Speaker
Description
Glioblastoma (GBM) remains a devastating malignancy with limited therapeutic options. Emerging evidence highlights the role of connexins in tumor progression. In this study, we investigate the therapeutic potential of abEC1.1, a monoclonal antibody that inhibits connexin hemichannels (HCs), addressing the need for targeted therapies for GBM.
To evaluate the effects of abEC1.1 on patient-derived GBM cell cultures (hGBM-13), two assays of HC functionality were performed at single cell level: DAPI and $Ca^{2+}$ uptake (via GCaMP6s $Ca^{2+}$ indicator). Given that ATP and glutamate are two key factors contributing to glioma invasiveness, release assays of ATP, probed by luciferin-luciferase bioluminescence, and glutamate, by iGluSnFr fluorescence, were also carried out.

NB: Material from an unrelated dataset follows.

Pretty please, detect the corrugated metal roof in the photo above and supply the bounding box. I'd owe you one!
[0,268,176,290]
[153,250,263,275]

Compared to untreated controls, the uptake rate of DAPI was reduced by 47% in hGBM-13 cultures treated with abEC1.1. Antibody treatment reduced by 65% the cytosolic $Ca^{2+}$ load triggered by an increase of the extracellular free [$Ca^{2+}$] from 0 mM to 2 mM. Incubation with abEC1.1 significantly limited ATP (by 18%) and glutamate (by 44%) release.
$Ca^{2+}$ signaling regulates key downstream pathways that drive proliferation, invasion, and resistance to apoptosis, while ATP supports tumor migration, and glutamate release promotes excitotoxicity. Therefore, by attenuating these signals, abEC1.1 has shown potential to directly impact the molecular mechanisms underpinning GBM aggressiveness.